At a time when our screens are flooded with big budget television productions, gritty storylines and shows that have high profile actors banging on the door to be on, it's easy to forget that twenty years ago, TV was considered a movie stars graveyard because let's face it, the standard wasn't all that high.

It was during this time, that Buffy the Vampire Slayer first arrived on our screens, a TV show based on a movie we hadn't even heard about and initially airing on a low-profile American network (The WB) as a mid-season replacement for a night-time soap. Little could we have known then the iconic status the series would go on to become, with its groundbreaking storylines and subverting pretty much every TV trope going at the time.

Buffy's influence on television and indeed movies is immeasurable at this stage - it was the show that literally launched a thousand teen dramas, it forced feminism up a gear or two by showing the world that a female superhero doesn't need to save the world in a scantily clad number, it wasn't afraid to take on long story arcs in a TV landscape that was largely episodic while still keeping up with the 'monster-of-the-week', it took on homosexuality in a subtle heartfelt way leading to one of the most sincere and real lesbian relationships ever seen on television, and it was funny, but incredibly smart in its humour too. The quick wit of the characters and the numerous on-the-money pop culture references simply wasn't the dialogue of television at the time, with the show even now known for its own language - Buffy Speak.

All of this is of course down to the show's creator Joss Whedon, who has made no secret of the success he wanted the show to be: "I always intended for this to be a cultural phenomenon. That’s how I wrote it. In the back of my mind, I was always picking up an Oscar or a Saturn Award and everyone was playing with Buffy dolls."

Whedon told Empire recently where his inspiration for Buffy came from:

"In the mid-1980s, I’d gotten so tired of slasher film cliches, especially the dumb, oversexed blond stumbling into a dark place to have sex with a boyfriend, only to be killed. I began thinking that I would love to see a scene where a ditsy blond walks into a dark alley, a monster attacks her and she kicks its ass. After all those times the poor girl had sex and got herself killed for it, I just wanted her to be able to take care of herself. So I had this character before I had the idea of using vampires. I wanted to create a special person who desperately wants to fit in, but who has a higher calling. I decided to use vampires, because I’ve always thought vampires were cool."

And so Buffy the Vampire Slayer was born, but no doubt despite Whedon's initial hopes for the success of the show, he would surely agree it exceeded all expectations. As well as the accolades and the millions of dollars worth of merchandise, the show has gone on to become the most studied pop culture work by academics who are fascinated with the show's use of social commentary, narrative structure and of course, metaphor.

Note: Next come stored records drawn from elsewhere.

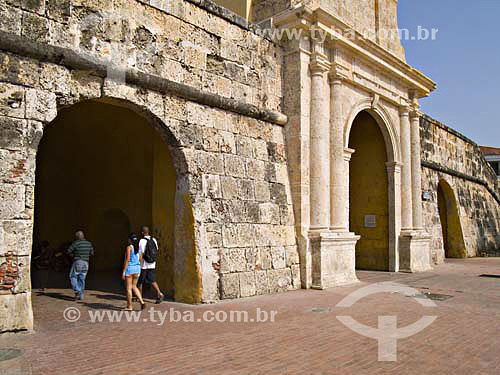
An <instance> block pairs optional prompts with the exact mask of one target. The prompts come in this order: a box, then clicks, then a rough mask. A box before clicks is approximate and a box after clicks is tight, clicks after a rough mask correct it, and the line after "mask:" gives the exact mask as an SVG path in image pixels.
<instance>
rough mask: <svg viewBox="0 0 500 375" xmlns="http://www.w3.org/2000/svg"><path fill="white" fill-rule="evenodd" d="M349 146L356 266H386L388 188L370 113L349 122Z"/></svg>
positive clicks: (379, 152) (373, 119)
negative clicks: (355, 250) (349, 125)
mask: <svg viewBox="0 0 500 375" xmlns="http://www.w3.org/2000/svg"><path fill="white" fill-rule="evenodd" d="M349 148H351V149H354V150H355V152H354V154H353V155H352V158H351V162H350V168H349V204H350V209H349V225H350V230H351V232H354V233H356V234H358V235H360V236H361V238H360V240H359V241H358V242H357V244H356V268H358V269H365V270H380V271H388V270H389V191H388V190H389V188H388V185H389V183H388V175H387V169H386V163H387V150H386V144H385V139H384V136H383V134H382V131H381V129H380V126H379V125H378V123H377V121H376V120H375V118H374V117H372V115H371V114H370V113H369V112H367V111H361V112H360V113H359V114H358V115H357V116H356V118H355V119H354V122H353V123H352V127H351V131H350V134H349Z"/></svg>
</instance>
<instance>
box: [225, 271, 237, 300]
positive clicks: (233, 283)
mask: <svg viewBox="0 0 500 375" xmlns="http://www.w3.org/2000/svg"><path fill="white" fill-rule="evenodd" d="M239 296H240V276H239V274H238V273H226V274H222V275H221V298H222V299H226V298H238V297H239Z"/></svg>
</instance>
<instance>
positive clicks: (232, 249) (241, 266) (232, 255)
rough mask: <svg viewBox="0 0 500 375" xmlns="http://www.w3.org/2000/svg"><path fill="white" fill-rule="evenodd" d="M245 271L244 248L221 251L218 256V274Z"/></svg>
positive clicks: (245, 264) (231, 249)
mask: <svg viewBox="0 0 500 375" xmlns="http://www.w3.org/2000/svg"><path fill="white" fill-rule="evenodd" d="M244 271H246V257H245V249H244V248H236V249H228V250H222V251H221V254H220V272H221V273H230V272H244Z"/></svg>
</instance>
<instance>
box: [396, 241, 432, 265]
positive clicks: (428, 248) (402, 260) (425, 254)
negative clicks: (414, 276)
mask: <svg viewBox="0 0 500 375" xmlns="http://www.w3.org/2000/svg"><path fill="white" fill-rule="evenodd" d="M430 241H431V237H430V236H429V235H428V234H427V233H425V232H423V231H404V232H401V236H400V238H399V271H400V272H423V271H429V270H430V269H431V268H432V267H431V255H430Z"/></svg>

Joss Whedon has said how he was clear in wanting to make the literal depiction of 'high school as hell' but the allegory was there throughout, in subtle and not-so-subtle ways. We all knew the lesson that was there to be learned when Angel turned into an evil vampire after Buffy slept with him, or that Willow's magic addiction was clearly the Buffyverse way of dealing with substance abuse, but the message was delivered, not in an after-school-special way, but in a destructive and downright heartbreaking style.

For as many times as we laughed at Buffy, we cried too, and not just when her romance with Angel ended or when she sacrificed herself to save her sister, to this day, the episode where Joyce died (The Body) is up there with one of the most accurate and emotive depictions of a sudden death ever shown on television, as Buffy, for all her powers, could not save her sick mother. The episode, which was shot in a real-time format from the moment her body was discovered, featured no music, no 'big bad', just the sheer raw emotion of a daughter faced with the loss of her mother.

It wasn't afraid to go off script at times and take itself out of its comfort zone. The Emmy-nominated episode 'Hush' feature an extended sequence with no character dialogue that still managed to remain as funny and action-driven as ever, while the musical episode, which we know wasn't to everyone's taste, also received much critical praise.

20 years have passed since we first saw Buffy Summers walk the halls of Sunnydale High but its enduring influence is still felt, and yes, it may not be of the highbrow standard we are used to today, nor will it ever be rated as highly as The Sopranos or The Wire for elevating the standard of TV, but this low-budget high school drama extended the realm of what was possible in TV and paved the way for so many of the shows we know and love today. When Russell T Davies revived Doctor Who back in 2005, he openly credited Joss Whedon and Buffy as his inspiration: "It showed the whole world that writing monsters and demons and end-of-the-world isn’t hackwork,” Davies said. "It can challenge the best. Joss Whedon raised the bar, not just for genre writers but for every one of us."